Different views of the scope and extent of animal rights have reflected philosophical and legal developments, scientific conceptions of animal and human nature, and religious and ethical conceptions of the proper relationship between animals and human beings. Historically, debates over proper treatment of animals and place of animals in human morality had always been in existence amongst ancient Greek and Roman philosophers.
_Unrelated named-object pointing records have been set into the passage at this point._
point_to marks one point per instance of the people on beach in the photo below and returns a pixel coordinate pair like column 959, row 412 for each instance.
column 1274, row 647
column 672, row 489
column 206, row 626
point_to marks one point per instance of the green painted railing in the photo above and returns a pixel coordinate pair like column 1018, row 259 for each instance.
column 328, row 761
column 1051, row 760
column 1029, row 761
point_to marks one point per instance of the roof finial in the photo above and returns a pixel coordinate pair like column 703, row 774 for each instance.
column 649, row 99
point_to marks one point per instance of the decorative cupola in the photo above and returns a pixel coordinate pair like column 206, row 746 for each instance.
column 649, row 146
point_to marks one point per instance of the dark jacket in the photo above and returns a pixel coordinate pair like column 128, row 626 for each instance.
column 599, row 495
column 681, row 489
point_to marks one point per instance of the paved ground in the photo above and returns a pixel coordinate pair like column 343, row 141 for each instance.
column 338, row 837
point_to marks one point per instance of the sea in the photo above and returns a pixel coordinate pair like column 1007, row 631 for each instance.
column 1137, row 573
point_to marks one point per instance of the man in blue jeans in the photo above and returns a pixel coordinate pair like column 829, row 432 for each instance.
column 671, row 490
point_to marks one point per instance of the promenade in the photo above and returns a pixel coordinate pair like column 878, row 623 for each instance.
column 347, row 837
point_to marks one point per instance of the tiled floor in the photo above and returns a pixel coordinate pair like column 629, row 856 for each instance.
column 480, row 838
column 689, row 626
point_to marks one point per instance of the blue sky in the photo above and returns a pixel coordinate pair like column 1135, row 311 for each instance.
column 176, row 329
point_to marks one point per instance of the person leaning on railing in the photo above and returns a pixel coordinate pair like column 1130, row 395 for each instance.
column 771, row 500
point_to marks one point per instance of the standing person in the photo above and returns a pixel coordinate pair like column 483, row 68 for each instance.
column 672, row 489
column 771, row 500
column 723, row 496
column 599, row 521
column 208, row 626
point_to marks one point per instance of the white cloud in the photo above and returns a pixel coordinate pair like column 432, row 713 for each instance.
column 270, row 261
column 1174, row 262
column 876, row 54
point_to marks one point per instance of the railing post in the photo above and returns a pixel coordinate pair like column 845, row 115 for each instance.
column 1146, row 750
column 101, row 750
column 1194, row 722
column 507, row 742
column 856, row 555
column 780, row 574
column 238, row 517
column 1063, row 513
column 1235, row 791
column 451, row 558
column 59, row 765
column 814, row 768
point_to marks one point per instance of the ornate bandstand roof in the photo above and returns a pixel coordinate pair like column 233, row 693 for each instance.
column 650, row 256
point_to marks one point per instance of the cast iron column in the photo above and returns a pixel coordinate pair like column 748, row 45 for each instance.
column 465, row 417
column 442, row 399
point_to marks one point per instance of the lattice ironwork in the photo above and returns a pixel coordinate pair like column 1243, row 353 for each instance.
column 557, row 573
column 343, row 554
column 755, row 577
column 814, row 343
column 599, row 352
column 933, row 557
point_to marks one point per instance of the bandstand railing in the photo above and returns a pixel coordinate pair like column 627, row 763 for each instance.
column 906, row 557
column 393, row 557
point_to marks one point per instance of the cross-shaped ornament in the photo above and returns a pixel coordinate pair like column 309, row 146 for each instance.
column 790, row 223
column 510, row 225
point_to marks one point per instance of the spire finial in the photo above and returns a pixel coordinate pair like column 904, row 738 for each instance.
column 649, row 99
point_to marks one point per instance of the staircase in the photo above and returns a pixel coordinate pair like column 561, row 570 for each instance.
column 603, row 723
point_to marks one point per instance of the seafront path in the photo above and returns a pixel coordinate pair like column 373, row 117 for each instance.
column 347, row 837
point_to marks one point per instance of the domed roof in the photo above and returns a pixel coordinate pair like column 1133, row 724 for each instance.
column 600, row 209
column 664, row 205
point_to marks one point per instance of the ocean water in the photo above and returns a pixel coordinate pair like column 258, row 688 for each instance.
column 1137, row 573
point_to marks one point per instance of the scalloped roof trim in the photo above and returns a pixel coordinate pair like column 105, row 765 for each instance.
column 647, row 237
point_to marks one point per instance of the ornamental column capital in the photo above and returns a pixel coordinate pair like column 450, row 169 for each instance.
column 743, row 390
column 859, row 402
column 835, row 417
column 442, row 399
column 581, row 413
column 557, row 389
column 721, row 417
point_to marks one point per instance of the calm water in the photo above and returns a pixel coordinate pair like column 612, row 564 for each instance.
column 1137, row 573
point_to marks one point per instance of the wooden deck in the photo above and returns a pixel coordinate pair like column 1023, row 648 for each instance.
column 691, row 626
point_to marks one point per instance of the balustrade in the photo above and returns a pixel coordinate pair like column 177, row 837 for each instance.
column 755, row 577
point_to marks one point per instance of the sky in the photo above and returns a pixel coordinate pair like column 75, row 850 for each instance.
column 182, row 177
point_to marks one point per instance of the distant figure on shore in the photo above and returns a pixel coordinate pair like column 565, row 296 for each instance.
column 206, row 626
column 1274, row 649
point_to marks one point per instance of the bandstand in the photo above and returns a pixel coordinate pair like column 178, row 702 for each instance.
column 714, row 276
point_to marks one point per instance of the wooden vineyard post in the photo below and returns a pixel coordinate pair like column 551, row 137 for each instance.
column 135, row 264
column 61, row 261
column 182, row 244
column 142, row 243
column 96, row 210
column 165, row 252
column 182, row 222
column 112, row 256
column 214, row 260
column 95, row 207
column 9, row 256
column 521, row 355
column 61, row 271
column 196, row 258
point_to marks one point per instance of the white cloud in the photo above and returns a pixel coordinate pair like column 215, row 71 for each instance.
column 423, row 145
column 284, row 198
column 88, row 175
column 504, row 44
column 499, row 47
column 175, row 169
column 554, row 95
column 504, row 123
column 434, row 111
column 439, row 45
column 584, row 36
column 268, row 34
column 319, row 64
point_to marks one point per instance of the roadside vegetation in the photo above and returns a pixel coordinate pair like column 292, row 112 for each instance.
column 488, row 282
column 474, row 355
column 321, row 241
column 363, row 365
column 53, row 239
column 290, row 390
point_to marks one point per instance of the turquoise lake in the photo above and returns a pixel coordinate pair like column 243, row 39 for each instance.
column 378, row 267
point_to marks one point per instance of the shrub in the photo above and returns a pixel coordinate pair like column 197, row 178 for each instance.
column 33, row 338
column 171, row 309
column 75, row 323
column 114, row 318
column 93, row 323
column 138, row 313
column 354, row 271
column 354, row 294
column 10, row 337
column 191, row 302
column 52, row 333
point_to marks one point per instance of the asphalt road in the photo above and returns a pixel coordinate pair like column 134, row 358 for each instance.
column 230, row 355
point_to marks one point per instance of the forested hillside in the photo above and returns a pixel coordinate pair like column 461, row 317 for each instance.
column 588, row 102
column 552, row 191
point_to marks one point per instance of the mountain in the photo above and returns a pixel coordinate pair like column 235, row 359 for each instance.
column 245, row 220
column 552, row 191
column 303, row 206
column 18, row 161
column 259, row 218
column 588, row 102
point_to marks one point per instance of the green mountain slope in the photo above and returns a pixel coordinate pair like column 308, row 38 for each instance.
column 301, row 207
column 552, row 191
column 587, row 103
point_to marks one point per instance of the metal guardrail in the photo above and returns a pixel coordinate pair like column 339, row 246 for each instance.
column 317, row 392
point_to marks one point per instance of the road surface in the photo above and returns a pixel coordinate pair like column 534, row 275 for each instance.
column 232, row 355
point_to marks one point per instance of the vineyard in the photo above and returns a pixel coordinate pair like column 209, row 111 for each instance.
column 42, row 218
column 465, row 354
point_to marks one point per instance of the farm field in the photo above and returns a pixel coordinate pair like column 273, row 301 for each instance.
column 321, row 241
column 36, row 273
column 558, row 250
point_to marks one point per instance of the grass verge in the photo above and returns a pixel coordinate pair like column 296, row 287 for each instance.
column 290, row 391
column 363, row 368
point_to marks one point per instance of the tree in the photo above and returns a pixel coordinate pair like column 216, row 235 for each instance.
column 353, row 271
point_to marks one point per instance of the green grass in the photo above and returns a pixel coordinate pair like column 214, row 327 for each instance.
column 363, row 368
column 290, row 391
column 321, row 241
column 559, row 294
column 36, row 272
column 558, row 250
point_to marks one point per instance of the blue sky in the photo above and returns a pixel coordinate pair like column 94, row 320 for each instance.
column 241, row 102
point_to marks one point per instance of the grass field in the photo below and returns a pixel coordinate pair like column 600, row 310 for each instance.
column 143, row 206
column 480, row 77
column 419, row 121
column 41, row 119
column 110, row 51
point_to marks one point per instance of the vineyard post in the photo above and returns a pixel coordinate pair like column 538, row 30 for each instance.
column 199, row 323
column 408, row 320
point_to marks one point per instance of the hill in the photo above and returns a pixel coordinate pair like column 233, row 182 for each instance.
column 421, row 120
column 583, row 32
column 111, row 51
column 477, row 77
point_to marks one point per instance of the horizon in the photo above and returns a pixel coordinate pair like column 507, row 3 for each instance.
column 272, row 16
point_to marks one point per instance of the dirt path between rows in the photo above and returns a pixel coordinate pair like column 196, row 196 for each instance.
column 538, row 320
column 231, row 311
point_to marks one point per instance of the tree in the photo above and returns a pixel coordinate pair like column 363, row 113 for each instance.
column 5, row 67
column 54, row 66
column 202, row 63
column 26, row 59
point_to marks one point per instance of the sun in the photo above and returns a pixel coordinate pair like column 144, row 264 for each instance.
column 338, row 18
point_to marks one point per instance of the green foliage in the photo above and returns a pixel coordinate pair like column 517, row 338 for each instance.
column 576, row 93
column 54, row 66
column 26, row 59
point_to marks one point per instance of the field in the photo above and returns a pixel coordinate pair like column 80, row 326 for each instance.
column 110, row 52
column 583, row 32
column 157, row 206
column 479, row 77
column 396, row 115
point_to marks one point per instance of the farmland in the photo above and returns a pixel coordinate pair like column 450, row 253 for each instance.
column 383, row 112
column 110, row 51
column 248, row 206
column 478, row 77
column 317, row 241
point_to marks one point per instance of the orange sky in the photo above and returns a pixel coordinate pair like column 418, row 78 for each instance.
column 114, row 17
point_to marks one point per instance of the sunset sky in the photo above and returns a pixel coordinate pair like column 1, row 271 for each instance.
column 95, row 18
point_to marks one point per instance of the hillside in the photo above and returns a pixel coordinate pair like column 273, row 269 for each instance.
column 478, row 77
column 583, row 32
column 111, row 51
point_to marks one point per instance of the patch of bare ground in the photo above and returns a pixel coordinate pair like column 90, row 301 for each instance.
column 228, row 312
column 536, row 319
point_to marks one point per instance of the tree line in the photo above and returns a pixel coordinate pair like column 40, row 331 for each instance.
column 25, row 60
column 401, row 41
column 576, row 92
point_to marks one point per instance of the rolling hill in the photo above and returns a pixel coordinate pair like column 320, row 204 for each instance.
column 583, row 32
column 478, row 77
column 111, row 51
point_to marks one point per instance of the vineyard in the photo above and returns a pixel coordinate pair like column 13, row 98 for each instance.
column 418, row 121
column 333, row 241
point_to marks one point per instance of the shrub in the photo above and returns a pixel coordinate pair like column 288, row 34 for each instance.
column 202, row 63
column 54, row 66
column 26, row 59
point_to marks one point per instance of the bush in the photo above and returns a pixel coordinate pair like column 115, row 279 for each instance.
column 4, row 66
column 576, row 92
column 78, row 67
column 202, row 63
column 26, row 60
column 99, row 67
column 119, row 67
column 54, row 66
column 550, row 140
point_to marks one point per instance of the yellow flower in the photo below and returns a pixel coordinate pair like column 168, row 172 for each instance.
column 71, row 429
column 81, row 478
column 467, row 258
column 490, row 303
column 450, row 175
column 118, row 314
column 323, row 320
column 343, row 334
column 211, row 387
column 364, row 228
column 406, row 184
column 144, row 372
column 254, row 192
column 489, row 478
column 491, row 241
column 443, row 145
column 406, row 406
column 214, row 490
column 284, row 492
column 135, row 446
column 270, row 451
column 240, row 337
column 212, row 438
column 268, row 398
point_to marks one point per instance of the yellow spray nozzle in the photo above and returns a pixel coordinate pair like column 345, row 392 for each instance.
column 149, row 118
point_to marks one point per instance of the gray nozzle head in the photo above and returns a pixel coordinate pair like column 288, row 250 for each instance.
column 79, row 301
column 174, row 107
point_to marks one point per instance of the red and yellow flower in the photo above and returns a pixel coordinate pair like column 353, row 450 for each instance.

Initially, every legislation and regulation in a constitutional state limited the permissible uses of animals, but history stands true to the fact that animals have always been treated as properties by human beings. And currently too, animals are treated as property under law as they do not have the same legal status as human beings. Prior to the present decade, it had become more and more difficult to believe that a state might be constitutionally obliged to limit the humans from using animals as their property for reasons that stand independent of the rights or interests of another human being. However, this position has gradually changed and in the recent past we have come across a number of diverse jurisdictions who have now adopted constitutional provisions committing the state to protect the interests of animals and uplift animal welfare.
Animal rights are now promoted in many nations, through the means of animal welfare laws. Countries like Brazil, India, Switzerland, Germany, Slovenia, Austria, Luxembourg and Egypt have complex animal protection schemes and rules in existence. Considering the social position and circumstances of animals in modern states, the constitutional recognition granted to animals is welcomed as a positive development.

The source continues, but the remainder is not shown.